America owes its macroeconomic good fortune to Washington muscling through a giant and successful stimulus in the spring—a policy victory that Congress and the outgoing Trump administration are doing their best to cram into the jaws of defeat.
The United States came into the coronavirus recession with a few structural advantages, including a highly diversified economy. Countries dependent on a single hard-hit industry—Spain on tourism, for instance—have tended to falter regardless of their health or macroeconomic response. The U.S. is also lucky not to have to rely on exports for growth. World Bank data show that sales abroad account for 12 percent of our gross domestic product, compared with 18 percent in Japan, 32 percent in Canada, and 47 percent in Germany. This means that the collapse in global trade during the pandemic has hit other countries far harder than the U.S.

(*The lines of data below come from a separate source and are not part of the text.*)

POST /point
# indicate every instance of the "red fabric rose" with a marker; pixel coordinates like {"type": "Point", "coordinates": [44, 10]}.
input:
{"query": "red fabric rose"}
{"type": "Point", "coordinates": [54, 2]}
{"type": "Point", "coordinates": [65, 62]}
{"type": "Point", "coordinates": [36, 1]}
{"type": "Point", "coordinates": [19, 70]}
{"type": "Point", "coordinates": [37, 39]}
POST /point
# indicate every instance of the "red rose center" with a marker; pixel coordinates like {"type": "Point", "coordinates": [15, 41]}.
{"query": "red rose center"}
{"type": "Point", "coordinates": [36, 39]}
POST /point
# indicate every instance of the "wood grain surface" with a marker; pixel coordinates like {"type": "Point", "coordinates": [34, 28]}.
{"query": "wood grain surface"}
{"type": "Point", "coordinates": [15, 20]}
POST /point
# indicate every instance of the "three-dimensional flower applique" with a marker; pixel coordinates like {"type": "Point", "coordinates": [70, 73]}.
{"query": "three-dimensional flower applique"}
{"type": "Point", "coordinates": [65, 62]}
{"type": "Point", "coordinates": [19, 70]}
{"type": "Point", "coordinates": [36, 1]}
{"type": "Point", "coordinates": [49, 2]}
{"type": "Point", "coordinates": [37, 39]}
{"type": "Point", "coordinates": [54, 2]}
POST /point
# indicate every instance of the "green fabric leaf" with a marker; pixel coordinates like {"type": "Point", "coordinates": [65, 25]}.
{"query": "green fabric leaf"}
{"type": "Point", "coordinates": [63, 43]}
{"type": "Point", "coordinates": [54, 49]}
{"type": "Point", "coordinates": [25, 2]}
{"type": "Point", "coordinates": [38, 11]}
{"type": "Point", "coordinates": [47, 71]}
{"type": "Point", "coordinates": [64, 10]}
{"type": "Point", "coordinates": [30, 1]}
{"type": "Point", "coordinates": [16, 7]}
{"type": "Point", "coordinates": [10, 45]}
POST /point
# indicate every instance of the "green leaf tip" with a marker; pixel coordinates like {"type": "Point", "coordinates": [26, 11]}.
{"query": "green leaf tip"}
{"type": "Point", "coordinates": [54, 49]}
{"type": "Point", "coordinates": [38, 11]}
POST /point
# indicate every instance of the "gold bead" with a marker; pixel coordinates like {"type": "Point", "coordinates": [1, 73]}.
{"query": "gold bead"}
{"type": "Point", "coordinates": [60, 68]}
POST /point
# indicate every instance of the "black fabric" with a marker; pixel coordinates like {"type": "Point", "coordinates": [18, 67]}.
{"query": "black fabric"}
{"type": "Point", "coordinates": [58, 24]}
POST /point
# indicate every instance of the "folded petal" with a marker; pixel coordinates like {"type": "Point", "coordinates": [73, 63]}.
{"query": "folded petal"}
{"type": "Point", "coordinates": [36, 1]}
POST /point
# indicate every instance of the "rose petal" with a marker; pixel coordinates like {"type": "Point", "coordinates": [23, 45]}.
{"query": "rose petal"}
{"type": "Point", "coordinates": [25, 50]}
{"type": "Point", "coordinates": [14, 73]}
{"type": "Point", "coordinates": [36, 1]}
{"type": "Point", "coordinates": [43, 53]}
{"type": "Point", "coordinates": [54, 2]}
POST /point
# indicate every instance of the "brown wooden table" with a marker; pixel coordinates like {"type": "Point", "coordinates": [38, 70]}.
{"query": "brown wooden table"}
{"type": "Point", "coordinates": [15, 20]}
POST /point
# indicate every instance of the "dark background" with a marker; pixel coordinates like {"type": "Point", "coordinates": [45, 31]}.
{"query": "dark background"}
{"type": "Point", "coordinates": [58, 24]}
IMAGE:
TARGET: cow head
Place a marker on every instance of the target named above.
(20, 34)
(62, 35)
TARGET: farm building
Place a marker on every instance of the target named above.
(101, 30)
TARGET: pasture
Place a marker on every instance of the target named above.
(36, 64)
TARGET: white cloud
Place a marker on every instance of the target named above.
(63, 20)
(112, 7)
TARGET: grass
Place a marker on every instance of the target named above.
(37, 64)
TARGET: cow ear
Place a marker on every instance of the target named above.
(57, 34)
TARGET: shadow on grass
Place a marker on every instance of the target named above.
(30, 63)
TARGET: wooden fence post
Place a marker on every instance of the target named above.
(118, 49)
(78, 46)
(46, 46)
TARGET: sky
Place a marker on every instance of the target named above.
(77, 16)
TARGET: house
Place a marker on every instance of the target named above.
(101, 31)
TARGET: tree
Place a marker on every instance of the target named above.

Another structural advantage is that Washington prints the world’s reserve currency, which means that it tends to suck in global capital flows when uncertainty is high, “as in a pandemic,” Mark Zandi of Moody’s Analytics told me. That pushes up American asset values and lowers American borrowing costs. The U.S. labor market is also more flexible than those in other countries, Zandi noted. “Americans are more willing to adopt new technologies, to move for a job, and [to] make big changes in how they live and work.” That makes absorbing big, strange shocks easier.